Challenges: Sensing the edge of the ring; using sensors to detect different kinds of objects; switching the robot between find-push-retreat modes; making a plow for the front of the robot; making the objects to push off the table; making the playing field platform.
About the Robots
- Use a Parallax Boe-Bot, ActivityBot, Shield-Bot or SumoBot chassis-based robot.
- Contestants in each match must use the same servos to keep top-speed-capability similar:
- Parallax Continuous Rotation servos powered with regulated 5 VDC
- Parallax High Speed servos powered with 7.5 VDC
- This challenge is for autonomous robots — no remote control devices!
- You can use any combination of sensors to your robot that you want, such as:
- IR emitter/receiver object detectors (included in the Boe-Bot style kits)
- Whisker sensors (included in the Boe-Bot style kits)
- QTI Line Follower kit (QTI sensors included in SumoBot kits)
- Ping))) Ultrasonic Distance Sensor and Mounting Bracket Kit
- Sharp IR Sensor kit
- 2-axis or 3-axis accelerometer
- Vibra-tab sensors
- Color sensors
- You can make a custom plow attachment for the front of your robot:
- It can be made of any material that does not damage the table or the objects.

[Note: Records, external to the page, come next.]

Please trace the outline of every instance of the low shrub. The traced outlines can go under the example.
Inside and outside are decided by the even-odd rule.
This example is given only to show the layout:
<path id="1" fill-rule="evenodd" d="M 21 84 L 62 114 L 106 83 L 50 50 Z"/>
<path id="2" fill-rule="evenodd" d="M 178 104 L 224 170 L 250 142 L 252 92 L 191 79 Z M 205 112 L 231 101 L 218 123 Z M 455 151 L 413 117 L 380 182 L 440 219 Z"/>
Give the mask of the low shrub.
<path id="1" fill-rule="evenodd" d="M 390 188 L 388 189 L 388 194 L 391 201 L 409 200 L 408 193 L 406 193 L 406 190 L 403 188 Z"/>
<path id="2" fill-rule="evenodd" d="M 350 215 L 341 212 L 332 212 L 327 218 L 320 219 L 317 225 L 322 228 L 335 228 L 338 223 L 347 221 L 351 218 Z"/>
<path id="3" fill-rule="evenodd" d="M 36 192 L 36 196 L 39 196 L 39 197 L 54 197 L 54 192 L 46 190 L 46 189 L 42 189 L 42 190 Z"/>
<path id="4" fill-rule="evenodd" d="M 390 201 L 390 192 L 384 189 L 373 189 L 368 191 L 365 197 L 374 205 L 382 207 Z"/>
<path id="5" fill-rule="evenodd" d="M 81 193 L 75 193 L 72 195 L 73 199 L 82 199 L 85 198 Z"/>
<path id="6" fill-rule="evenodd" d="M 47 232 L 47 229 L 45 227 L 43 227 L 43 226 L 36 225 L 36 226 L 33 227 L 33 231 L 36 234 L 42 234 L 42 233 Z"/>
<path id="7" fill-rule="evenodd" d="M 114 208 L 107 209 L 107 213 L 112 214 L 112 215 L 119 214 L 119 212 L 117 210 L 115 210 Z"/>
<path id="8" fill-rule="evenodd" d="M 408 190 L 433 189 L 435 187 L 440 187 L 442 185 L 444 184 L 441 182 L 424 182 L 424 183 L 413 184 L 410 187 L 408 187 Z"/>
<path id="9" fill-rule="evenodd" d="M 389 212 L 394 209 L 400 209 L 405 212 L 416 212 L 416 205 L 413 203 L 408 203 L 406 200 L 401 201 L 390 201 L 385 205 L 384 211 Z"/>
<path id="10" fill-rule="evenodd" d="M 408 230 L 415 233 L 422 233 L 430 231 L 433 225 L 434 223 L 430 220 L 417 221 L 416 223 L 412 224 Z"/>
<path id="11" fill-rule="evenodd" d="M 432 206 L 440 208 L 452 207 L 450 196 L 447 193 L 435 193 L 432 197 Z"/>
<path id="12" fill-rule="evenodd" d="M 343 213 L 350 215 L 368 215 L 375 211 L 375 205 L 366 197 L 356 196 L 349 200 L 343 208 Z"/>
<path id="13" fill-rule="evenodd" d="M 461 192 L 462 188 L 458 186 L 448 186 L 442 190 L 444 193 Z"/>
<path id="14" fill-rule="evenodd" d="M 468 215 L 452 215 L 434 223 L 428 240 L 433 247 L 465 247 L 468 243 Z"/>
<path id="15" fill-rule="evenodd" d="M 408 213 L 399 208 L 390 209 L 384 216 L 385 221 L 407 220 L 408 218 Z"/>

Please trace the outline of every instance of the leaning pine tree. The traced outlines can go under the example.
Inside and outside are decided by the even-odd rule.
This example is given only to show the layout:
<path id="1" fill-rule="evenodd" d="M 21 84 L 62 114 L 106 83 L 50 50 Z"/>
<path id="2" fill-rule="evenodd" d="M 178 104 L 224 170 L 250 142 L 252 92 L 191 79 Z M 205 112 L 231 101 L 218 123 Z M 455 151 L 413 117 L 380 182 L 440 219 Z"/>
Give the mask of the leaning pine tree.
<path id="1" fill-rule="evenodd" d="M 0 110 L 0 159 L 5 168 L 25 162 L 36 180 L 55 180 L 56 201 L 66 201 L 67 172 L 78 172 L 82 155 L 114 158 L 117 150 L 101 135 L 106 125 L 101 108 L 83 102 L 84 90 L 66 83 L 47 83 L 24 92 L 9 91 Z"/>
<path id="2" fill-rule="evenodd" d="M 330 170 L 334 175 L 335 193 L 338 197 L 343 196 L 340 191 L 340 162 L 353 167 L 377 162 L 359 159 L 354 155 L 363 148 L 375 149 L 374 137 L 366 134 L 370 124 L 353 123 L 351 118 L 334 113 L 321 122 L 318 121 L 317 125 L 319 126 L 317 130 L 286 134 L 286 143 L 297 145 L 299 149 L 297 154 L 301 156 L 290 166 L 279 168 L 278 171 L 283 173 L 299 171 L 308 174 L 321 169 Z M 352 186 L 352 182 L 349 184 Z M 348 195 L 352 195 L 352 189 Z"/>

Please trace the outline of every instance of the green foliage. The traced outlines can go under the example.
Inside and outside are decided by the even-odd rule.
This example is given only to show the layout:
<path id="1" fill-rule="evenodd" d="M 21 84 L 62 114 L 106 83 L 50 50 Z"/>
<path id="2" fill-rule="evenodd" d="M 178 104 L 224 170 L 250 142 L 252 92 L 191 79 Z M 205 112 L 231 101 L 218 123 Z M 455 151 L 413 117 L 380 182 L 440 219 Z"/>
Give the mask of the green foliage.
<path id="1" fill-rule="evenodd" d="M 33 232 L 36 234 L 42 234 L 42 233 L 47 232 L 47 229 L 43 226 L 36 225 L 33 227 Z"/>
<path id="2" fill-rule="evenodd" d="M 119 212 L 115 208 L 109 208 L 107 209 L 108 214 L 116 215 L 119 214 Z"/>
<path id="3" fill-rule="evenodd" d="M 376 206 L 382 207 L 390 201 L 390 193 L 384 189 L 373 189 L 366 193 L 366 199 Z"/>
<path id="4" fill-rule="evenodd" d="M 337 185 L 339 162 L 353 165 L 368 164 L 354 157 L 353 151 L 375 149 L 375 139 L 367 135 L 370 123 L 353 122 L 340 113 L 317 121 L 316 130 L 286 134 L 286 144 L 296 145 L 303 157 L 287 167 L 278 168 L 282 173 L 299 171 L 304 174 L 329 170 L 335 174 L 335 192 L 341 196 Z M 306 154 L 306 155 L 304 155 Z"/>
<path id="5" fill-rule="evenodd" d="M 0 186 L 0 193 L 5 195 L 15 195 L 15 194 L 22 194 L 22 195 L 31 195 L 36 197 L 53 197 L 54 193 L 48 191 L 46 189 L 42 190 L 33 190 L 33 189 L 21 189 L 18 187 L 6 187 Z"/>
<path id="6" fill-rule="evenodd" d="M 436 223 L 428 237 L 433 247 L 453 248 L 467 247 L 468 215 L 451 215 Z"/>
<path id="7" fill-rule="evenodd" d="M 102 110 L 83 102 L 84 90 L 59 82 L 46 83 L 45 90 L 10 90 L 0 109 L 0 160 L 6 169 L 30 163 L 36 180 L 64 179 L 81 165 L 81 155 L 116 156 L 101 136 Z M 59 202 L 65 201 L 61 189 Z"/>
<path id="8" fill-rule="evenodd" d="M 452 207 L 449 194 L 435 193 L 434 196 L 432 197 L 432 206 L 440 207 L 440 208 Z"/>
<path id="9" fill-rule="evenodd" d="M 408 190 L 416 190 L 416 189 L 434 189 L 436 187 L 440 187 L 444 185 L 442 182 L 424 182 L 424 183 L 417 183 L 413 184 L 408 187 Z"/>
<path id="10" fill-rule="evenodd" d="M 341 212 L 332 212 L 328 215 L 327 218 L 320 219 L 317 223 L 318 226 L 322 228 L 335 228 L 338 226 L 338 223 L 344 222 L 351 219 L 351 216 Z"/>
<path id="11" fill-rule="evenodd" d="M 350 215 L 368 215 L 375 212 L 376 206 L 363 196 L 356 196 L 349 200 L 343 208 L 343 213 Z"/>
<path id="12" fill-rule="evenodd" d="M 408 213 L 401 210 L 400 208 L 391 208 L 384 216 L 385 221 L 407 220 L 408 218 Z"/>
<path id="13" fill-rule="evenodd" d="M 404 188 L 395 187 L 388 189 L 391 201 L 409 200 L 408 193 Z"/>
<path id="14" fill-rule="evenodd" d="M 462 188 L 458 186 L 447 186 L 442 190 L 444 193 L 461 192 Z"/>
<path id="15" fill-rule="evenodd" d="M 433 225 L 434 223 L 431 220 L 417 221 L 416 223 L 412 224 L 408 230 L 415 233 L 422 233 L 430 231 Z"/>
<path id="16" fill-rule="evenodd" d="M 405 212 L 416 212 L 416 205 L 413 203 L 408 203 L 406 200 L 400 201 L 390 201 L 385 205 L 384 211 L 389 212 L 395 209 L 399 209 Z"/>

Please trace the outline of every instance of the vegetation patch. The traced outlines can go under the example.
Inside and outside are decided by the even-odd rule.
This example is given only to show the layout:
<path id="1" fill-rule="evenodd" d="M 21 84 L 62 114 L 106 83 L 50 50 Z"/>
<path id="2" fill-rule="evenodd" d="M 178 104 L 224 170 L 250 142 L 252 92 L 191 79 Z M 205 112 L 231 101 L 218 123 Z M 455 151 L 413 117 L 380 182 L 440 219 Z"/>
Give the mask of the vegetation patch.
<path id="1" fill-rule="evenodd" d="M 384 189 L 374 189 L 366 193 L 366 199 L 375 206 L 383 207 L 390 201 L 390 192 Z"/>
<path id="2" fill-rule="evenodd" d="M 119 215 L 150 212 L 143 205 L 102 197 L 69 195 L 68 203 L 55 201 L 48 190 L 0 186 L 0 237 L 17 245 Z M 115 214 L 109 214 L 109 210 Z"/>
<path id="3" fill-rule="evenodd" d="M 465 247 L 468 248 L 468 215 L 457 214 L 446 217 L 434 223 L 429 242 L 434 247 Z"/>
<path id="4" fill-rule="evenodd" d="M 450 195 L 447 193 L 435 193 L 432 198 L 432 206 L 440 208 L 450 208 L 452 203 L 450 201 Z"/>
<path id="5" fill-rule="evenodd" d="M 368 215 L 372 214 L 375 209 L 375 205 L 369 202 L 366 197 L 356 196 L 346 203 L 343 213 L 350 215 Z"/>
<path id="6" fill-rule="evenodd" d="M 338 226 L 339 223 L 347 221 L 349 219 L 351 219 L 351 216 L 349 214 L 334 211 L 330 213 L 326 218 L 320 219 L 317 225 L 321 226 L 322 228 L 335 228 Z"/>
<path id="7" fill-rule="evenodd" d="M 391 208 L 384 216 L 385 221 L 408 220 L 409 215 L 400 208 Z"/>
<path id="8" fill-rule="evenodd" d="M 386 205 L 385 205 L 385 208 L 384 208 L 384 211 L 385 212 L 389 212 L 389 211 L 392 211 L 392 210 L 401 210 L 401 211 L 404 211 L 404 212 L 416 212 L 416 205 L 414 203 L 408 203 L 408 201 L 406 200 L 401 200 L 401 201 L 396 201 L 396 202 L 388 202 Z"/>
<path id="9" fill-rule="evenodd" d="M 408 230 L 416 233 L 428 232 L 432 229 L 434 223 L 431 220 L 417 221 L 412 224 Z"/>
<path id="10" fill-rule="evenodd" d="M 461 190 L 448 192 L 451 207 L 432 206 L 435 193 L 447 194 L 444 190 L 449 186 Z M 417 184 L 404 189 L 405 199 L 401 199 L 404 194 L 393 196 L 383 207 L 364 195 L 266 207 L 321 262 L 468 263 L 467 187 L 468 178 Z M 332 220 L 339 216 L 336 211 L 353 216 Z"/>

- It can be up to 12 cm wide, 12 cm tall, and can stick out in front of the robot up to 6 cm.
- It can be incorporated into the robot’s sensor system.
- It cannot be motorized.
About the Playing Field
- The playing field is table is 77 cm round and at least 5 cm tall. The surface is hard and smooth with a black finish that does not reflect infrared light (such as matte paint, rubber, or vinyl). There is a white IR-reflective band around the edge of the top of the table, 2.5 cm wide.
- Eight objects are placed on the table for the robot to push off. A timekeeper places the objects on the table in a random arrangement before each round. See Game Variation Ideas below for object ideas.
About the Game
- The timekeeper marks the start and end of each round, recording how long each one lasts (up to 2 minutes).
- A player puts a robot anywhere on the table, and when the timekeeper says “Go” the player starts the robot and cannot touch it again until the round is over.
- The round ends when one of these three things happens:
- The robot pushes all of the objects off of the table.
- The robot falls off of the table and touches the surface below.
- The timekeeper indicates 2 minutes are up.
- 1 point given for each object pushed off of the table.
- In the case of a tie, the robot with the shorter round time wins.
- In the case of a tie of both score and time, hold a rematch until there is a clear winner.
Game Variation Ideas
- Easy game: Make the objects easy to detect — identical, white, smooth round cylinders with closed tops and bottoms, about 4 cm wide and 10 cm tall. If using empty bottles or cans wrapped in copier paper, try putting a few pebbles in them so there is a little weight to them.
- Hard game: Use a variety of objects with different physical properties that make them harder to detect — different shapes, sizes, materials, textures, colors, and weights. Try dark, fuzzy stuffed animals and open-ended tubes lying on their sides, for example.
- Second-chance game: Make the table very low, about 1 cm. Deduct 1 point from the score each time a robot goes over the edge of the table and touches the surface below, but do not stop the round — if it can get back on the table the round will continue. In this scenario, it might be useful to consider the color of the surface under the table.
- Table variations: Consider using a white table with a black edge. Or, consider a square table and the challenges presented by placing objects in the corners.